Slurm queues
Slurm queues
This article introduces the Slurm scheduler queues/partitions for batch job submissions to the LOTUS and ORCHID clusters.
The Slurm queues in the LOTUS cluster are:
test
short-serial
long-serial
par-single
par-multi
high-mem
short-serial-4hr
Each queue is has attributes of run-length limits (e.g. short, long) and resources. A full breakdown of each queue and its associated resources is shown below in Table 1.
Queues represent a set of pending jobs, lined up in a defined order, and waiting for their opportunity to use resources. The queue is specified in the job script file using Slurm scheduler directive like this:
#SBATCH -p <partition=queue_name>`
where <queue_name>
is the name of the queue/partition (Table 1. column 1)
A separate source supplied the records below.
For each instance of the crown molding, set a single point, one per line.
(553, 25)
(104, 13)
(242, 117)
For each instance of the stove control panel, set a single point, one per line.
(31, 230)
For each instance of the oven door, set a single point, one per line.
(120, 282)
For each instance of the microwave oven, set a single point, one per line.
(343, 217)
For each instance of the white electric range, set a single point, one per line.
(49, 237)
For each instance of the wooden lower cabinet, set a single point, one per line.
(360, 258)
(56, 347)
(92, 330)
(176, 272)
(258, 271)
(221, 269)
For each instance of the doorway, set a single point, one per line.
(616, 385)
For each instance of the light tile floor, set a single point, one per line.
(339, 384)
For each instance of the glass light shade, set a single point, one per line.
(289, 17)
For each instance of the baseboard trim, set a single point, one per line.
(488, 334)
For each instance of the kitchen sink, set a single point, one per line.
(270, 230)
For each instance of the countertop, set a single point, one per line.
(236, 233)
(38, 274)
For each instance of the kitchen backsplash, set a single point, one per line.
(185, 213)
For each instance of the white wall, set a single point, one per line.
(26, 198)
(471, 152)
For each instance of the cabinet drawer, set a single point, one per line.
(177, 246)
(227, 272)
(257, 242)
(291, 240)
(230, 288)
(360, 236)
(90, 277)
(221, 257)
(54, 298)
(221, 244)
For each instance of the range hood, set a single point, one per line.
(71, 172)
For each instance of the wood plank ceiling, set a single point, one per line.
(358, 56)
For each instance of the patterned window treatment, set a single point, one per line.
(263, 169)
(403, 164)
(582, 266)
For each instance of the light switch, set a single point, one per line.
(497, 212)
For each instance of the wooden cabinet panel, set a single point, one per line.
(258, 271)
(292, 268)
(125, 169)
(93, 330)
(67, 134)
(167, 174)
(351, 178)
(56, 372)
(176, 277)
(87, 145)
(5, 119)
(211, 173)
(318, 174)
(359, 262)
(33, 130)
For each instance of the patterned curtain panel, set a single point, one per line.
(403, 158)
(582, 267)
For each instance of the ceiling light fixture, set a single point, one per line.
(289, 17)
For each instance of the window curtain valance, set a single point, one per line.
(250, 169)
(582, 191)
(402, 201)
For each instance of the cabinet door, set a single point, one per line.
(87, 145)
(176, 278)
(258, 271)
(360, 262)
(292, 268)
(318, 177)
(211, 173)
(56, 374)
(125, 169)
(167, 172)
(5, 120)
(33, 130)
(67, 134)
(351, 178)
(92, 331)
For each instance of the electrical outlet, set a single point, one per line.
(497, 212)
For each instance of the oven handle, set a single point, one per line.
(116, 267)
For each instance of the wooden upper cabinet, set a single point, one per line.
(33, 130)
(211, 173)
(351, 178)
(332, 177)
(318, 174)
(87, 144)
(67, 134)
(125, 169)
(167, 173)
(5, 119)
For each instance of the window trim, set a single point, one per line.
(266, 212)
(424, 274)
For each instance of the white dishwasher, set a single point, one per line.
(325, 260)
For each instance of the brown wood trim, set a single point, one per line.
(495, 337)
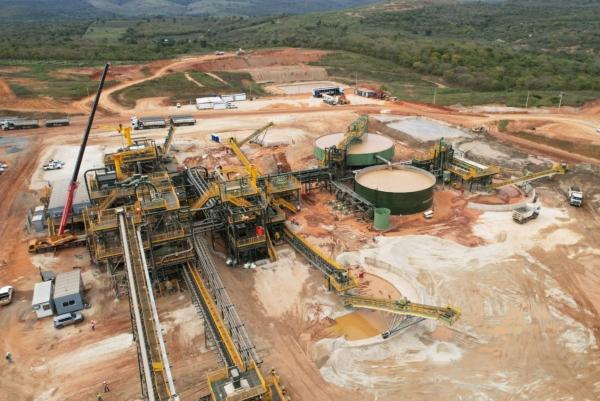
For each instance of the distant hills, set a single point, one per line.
(40, 9)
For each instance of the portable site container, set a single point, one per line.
(68, 292)
(42, 299)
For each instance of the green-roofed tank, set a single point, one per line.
(402, 189)
(360, 154)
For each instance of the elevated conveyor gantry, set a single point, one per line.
(556, 169)
(341, 281)
(447, 315)
(157, 380)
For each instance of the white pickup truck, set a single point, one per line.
(528, 212)
(575, 196)
(6, 294)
Table 1 summarises important specifications for each queue such as run time
limits and the number of CPU core limits. If the queue is not specified, Slurm
will schedule the job to the queue short-serial
by default.
Table 1. LOTUS/Slurm queues and their specifications
Queue name | Max run time | Default run time | Max CPU cores per job | MaxCpuPerUserLimit | Priority |
---|---|---|---|---|---|
test |
4 hrs | 1hr | 8 | 8 | 30 |
short-serial |
24 hrs | 1hr | 1 | 2000 | 30 |
par-single |
48 hrs | 1hr | 16 | 300 | 25 |
par-multi |
48 hrs | 1hr | 256 | 300 | 20 |
long-serial |
168 hrs | 1hr | 1 | 300 | 10 |
high-mem |
48 hrs | 1hr | 1 | 75 | 30 |
short-serial-4hr (Note 3) |
4 hrs | 1hr | 1 | 1000 | 30 |
Note 1 : Resources requested by a job must be within the resource allocation limits of the selected queue.
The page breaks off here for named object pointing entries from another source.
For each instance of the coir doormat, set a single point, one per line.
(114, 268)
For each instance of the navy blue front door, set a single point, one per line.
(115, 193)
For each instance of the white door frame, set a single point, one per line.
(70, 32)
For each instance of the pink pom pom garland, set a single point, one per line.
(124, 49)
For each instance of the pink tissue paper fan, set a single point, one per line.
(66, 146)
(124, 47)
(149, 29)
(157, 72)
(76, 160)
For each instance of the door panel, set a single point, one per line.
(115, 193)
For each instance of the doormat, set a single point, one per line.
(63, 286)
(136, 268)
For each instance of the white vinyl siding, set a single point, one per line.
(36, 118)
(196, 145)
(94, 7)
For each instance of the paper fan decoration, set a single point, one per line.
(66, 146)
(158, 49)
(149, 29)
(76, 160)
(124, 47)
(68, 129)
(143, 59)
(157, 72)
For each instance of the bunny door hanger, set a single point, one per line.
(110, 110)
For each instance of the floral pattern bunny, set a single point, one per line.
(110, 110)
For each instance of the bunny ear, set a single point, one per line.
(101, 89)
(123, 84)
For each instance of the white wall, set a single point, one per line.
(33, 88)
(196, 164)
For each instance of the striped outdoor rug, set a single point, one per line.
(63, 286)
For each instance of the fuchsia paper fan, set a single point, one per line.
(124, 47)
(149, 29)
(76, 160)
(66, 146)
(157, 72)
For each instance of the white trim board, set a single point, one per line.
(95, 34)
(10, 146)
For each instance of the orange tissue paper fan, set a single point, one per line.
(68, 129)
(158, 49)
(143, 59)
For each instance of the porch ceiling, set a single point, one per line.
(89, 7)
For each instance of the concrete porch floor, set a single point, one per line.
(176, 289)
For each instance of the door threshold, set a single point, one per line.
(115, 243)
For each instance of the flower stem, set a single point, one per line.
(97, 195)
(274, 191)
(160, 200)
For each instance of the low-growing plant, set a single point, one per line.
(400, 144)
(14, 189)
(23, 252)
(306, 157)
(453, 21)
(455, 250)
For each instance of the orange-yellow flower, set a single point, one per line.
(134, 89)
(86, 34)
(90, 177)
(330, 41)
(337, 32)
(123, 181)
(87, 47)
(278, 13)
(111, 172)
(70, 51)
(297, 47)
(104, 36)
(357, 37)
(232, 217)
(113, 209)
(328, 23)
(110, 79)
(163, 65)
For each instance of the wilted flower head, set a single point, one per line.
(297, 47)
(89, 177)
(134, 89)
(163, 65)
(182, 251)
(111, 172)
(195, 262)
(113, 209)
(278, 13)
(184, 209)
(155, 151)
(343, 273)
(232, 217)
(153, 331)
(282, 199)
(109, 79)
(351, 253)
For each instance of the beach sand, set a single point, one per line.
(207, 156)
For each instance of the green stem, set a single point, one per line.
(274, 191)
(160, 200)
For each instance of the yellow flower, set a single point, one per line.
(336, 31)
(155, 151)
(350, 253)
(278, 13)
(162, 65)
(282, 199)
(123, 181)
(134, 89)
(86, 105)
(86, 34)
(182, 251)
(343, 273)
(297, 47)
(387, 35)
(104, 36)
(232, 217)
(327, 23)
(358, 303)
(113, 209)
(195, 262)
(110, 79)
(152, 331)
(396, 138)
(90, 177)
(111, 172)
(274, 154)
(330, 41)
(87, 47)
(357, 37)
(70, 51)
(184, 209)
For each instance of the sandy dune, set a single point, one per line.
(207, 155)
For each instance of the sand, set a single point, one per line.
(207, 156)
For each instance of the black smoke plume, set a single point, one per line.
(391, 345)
Note 2: The default value for --time=[hh:mm:ss]
(predicted maximum wall
time) is 1 hour for the all queues. If you do not specify this option
and/or your job exceeds the default maximum run time limit then it will be
terminated by the Slurm scheduler.
Note 3 : A user must specify the Slurm job account --account=short4hr
when submitting a batch job to the short-serial-4hr
queue.
The Slurm command sinfo
reports the state of queues and nodes
managed by Slurm. It has a wide variety of filtering, sorting, and formatting
options.
sinfo
PARTITION AVAIL TIMELIMIT NODES STATE NODELIST
test up 4:00:00 48 idle host[146-193]
short-serial* up 1-00:00:00 48 idle host[146-193]
long-serial up 7-00:00:00 48 idle host[146-193]
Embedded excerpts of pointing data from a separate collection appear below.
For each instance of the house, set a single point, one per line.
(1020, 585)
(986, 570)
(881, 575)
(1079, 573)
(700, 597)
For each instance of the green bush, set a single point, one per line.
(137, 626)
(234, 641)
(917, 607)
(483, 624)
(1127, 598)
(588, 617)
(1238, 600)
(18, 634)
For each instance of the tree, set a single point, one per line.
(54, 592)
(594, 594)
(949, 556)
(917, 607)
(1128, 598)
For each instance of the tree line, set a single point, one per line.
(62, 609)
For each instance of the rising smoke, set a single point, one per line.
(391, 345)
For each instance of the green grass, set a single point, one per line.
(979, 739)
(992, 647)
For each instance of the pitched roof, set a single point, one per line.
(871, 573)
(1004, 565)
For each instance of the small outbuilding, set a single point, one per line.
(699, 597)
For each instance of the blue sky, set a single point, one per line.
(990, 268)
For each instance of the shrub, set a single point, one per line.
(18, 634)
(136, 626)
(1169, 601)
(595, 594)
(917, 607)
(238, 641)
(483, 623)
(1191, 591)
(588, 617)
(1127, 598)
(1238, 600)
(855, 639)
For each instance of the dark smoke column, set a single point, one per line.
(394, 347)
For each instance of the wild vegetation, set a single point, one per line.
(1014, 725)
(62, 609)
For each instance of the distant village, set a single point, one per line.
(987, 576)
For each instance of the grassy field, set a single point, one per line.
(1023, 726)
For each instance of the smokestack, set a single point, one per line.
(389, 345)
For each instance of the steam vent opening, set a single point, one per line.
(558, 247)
par-single up 2-00:00:00 48 idle host[146-193]
par-multi up 2-00:00:00 48 idle host[146-193]
high-mem up 2-00:00:00 48 idle host[146-193]
lotus_gpu up 7-00:00:00 48 idle host[146-193]
copy up 7-00:00:00 48 idle host[146-193]
cpom-comet up 7-00:00:00 48 idle host[146-193]
...
test
, short-serial
,
long-serial
, par-single
, par-multi
and high-mem
should be ignored
as they implement different job scheduling and control policies.
By default, the Slurm command ‘sinfo’ displays the following information:
The sinfo
example below, reports more complete information about the
partition/queue short-serial
sinfo --long --partition=short-serial
Tue May 12 18:04:54 2020
PARTITION AVAIL TIMELIMIT JOB_SIZE ROOT OVERSUBS GROUPS NODES STATE NODELIST
short-serial* up 1-00:00:00 1-infinite no NO all 48 idle host[146-193]
The test
queue can be used to test new workflows and also to help new
users to familiarise themselves with the Slurm batch system. Both serial and
parallel code can be tested on the test
queue. The maximum runtime is 4 hrs
and the maximum number of jobs per user is 8 job slots. The maximum number of
cores for a parallel job e.g. MPI, OpenMP, or multi-threads is limited to 8
cores. The test
queue should be used when unsure of the job resource
requirements and behavior at runtime because it has a confined set of LOTUS
nodes (Intel node type) not shared with the other standard LOTUS queues.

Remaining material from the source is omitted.